Finisce ancora una volta fuori al primo turno, poi vola in Europa per una serie di amichevoli con la nazionale. Dopo una partita con la Polonia accadde ciò che nessuno avrebbe voluto. La macchina guidata dalla sua fidanzata Krystina sbatte contro un camion di traverso, Drazen dormiva e non si accorse di nulla. Il vuoto lasciato nel mondo della palla a spicchi è incolmabile, i suoi compagni di nazionale sono sconvolti, svuotati nell’anima.

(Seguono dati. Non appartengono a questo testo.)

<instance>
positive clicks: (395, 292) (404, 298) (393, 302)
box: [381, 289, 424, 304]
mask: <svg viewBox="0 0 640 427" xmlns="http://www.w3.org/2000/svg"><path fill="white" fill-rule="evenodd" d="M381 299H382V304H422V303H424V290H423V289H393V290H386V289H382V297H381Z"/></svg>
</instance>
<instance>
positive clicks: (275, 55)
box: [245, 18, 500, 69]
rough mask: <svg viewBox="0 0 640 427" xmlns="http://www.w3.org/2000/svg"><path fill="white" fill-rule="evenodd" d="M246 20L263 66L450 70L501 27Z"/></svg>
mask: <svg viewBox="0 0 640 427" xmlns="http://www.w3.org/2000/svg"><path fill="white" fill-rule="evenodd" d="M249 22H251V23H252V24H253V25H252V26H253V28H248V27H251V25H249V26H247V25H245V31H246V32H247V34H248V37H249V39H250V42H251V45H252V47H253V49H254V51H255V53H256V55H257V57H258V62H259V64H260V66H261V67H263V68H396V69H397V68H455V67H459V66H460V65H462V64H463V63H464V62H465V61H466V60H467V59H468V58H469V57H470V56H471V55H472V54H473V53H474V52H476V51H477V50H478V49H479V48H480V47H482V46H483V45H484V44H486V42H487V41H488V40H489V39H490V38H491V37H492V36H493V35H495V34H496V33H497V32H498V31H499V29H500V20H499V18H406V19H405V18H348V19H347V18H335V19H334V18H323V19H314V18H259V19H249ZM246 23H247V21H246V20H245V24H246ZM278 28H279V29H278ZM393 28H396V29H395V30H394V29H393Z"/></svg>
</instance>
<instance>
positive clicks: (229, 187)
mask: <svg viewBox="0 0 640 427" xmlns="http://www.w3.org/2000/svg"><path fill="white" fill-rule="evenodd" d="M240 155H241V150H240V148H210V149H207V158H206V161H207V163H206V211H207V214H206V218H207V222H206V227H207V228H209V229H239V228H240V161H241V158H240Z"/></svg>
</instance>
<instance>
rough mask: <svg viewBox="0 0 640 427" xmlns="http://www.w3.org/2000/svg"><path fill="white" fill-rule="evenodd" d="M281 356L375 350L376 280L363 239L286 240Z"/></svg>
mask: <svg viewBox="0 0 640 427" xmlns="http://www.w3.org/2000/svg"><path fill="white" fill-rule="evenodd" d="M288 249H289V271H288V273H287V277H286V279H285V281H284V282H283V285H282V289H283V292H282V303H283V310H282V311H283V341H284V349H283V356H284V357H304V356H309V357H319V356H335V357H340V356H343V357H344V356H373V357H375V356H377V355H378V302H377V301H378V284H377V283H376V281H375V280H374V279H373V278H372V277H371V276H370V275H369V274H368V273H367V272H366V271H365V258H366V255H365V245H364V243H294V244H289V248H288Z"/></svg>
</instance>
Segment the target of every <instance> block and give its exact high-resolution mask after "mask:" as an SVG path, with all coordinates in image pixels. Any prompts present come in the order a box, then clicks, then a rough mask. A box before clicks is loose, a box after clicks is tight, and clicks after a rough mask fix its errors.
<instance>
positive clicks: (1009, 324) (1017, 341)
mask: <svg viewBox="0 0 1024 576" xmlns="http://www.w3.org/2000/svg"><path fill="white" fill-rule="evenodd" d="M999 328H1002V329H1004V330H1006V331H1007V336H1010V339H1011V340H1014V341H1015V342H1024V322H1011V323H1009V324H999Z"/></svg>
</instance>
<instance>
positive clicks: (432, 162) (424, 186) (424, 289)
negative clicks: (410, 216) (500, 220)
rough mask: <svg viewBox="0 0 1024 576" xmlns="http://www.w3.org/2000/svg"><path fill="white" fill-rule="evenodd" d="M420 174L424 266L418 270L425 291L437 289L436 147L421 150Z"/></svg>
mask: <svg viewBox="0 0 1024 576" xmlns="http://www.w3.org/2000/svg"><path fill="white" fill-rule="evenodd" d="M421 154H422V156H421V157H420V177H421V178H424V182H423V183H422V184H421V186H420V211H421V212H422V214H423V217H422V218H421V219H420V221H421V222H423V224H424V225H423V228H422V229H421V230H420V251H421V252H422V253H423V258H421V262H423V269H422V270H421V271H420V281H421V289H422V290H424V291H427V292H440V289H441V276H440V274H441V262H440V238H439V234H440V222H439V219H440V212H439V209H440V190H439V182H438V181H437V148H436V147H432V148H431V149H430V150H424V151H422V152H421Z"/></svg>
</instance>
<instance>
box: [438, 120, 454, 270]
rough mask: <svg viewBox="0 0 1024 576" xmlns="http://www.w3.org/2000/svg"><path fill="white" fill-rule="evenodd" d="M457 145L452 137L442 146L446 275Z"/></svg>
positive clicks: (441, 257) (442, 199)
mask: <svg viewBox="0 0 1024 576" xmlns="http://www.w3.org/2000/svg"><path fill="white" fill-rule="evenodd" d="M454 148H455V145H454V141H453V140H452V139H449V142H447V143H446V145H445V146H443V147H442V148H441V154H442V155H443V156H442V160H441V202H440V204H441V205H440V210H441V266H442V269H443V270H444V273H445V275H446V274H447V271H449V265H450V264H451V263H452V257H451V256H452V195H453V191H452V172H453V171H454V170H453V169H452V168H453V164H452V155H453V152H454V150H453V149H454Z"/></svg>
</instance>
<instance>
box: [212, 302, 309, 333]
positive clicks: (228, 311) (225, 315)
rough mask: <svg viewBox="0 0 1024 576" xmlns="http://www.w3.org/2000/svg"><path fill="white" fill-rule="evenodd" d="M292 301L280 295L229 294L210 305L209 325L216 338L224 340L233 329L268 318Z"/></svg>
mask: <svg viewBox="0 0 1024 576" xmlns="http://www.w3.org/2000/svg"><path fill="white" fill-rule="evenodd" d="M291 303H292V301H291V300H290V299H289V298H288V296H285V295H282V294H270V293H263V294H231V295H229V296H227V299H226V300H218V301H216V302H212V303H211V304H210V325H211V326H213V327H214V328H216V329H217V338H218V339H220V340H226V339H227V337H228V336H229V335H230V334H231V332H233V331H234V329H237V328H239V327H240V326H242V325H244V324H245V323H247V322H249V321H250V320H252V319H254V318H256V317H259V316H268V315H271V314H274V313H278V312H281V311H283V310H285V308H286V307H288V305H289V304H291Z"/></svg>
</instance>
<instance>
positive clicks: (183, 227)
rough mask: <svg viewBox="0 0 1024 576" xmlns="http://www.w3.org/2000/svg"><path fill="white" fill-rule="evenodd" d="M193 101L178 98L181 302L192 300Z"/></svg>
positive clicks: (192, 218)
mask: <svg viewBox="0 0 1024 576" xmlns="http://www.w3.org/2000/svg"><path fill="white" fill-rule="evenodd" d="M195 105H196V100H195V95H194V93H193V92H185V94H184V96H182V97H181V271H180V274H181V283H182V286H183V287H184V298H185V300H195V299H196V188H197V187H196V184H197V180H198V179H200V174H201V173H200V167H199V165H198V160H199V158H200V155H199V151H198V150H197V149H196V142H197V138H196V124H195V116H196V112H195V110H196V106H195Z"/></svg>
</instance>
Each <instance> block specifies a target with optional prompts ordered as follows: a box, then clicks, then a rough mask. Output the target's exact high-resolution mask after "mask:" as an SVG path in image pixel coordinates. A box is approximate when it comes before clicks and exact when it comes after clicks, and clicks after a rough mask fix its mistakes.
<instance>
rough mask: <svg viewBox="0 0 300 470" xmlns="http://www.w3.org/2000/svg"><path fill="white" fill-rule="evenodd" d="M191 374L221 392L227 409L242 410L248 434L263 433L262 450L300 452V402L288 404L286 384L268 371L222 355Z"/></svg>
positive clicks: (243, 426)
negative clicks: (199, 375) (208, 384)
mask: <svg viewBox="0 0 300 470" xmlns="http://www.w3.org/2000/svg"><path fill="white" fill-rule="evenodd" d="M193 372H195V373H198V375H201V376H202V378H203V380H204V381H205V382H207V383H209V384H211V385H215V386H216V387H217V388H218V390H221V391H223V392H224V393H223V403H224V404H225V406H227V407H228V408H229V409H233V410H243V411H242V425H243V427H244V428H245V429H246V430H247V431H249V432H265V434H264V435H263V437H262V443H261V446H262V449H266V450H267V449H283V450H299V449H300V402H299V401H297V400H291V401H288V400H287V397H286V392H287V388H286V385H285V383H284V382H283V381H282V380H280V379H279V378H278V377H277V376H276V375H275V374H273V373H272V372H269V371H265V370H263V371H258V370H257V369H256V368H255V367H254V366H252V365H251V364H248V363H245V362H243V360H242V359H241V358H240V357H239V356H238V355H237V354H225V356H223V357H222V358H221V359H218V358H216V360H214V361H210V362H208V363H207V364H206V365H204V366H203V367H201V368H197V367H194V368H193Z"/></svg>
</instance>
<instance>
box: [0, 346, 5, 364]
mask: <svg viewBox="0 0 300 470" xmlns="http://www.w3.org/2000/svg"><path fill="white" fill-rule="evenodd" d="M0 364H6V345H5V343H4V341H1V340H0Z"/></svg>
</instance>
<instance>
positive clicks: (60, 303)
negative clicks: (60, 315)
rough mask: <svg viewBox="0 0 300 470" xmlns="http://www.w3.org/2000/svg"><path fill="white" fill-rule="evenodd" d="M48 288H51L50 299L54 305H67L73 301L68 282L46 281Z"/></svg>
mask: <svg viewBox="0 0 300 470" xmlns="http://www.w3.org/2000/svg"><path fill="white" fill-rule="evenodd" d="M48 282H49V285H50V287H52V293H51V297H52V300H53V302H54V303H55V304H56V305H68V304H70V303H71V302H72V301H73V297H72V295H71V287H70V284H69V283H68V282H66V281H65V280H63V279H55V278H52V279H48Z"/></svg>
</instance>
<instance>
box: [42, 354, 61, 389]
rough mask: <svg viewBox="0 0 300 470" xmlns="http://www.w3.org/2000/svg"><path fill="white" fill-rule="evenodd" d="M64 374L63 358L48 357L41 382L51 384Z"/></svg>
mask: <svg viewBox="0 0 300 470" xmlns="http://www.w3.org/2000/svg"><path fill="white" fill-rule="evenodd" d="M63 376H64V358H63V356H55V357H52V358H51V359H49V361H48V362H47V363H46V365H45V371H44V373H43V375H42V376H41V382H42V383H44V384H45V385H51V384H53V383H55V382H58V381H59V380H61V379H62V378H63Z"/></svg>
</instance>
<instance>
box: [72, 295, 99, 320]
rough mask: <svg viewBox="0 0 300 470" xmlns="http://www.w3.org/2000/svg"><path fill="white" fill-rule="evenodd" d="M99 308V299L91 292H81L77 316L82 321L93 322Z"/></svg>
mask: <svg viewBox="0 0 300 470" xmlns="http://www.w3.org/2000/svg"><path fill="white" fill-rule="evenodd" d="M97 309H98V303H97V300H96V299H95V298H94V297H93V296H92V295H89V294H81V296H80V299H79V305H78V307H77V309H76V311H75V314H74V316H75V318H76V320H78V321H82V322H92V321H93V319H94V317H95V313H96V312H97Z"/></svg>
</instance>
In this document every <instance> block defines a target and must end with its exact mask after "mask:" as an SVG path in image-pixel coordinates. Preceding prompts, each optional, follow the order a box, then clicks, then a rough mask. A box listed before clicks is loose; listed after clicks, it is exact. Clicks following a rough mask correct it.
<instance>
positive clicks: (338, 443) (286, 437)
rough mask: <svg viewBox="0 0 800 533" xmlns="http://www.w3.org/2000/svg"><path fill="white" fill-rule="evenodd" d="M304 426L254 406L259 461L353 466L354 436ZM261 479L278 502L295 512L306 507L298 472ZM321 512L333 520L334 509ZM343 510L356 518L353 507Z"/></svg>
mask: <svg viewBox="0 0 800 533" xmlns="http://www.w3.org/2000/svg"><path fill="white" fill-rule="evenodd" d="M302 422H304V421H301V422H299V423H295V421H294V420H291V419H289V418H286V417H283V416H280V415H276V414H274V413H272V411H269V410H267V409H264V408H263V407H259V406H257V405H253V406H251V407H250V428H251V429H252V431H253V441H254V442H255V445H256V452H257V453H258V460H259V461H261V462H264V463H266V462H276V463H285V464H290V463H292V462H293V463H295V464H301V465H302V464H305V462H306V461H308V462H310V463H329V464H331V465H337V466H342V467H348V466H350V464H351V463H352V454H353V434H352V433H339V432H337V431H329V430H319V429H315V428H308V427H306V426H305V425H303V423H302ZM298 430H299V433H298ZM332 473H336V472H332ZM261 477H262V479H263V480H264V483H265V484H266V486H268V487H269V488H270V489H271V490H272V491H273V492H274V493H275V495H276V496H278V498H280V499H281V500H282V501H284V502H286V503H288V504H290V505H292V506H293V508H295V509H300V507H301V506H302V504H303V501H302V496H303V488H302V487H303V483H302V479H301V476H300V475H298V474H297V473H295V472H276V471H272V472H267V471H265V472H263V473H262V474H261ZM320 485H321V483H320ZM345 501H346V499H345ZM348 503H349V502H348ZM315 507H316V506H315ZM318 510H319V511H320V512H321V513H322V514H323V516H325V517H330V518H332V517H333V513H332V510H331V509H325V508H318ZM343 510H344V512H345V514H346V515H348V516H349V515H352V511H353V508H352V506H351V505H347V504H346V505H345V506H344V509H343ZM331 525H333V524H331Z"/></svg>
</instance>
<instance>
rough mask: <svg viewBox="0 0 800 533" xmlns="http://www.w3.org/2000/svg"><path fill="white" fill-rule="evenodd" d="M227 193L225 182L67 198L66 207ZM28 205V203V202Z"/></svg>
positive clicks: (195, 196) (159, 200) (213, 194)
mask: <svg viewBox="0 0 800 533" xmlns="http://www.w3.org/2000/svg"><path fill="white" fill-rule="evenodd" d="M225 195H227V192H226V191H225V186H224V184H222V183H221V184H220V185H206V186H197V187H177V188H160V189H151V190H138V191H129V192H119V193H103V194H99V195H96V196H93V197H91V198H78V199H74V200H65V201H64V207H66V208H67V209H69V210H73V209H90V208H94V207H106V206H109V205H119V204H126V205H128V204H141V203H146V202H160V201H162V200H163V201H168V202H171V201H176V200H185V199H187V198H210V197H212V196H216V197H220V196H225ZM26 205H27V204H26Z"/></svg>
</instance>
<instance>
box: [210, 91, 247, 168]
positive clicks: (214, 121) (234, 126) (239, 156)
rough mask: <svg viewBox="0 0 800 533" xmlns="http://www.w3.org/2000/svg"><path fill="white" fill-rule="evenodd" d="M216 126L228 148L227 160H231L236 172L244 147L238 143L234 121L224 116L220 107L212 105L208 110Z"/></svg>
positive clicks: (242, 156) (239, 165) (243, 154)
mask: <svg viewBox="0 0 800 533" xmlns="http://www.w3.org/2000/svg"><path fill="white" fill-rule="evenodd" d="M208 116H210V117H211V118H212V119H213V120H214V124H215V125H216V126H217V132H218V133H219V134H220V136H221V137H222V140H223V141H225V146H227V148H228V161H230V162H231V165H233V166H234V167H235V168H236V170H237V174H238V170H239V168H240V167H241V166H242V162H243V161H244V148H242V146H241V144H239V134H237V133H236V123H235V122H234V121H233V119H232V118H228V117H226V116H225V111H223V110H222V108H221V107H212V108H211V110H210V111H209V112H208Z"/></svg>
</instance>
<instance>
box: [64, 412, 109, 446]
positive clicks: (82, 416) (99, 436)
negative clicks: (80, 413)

Oggi è sepolto nel cimitero di Miragoi, a Zagabria. Nonostante la sua assenza abbia pesato tanto, il solco scavato nel periodo americano è stato decisivo per l’affermazione dei giocatori stranieri negli Usa. Ogni ragazzo cinese, italiano o di qualsiasi altro paese del mondo che si allena duramente col sogno di giocare in Nba deve tanto a Drazen Petrovic, l’europeo che col suo personale spartito ha suonato una musica nuova sul parquet, una musica universale, capace di avvicinare le due sponde dell’oceano come mai prima di allora.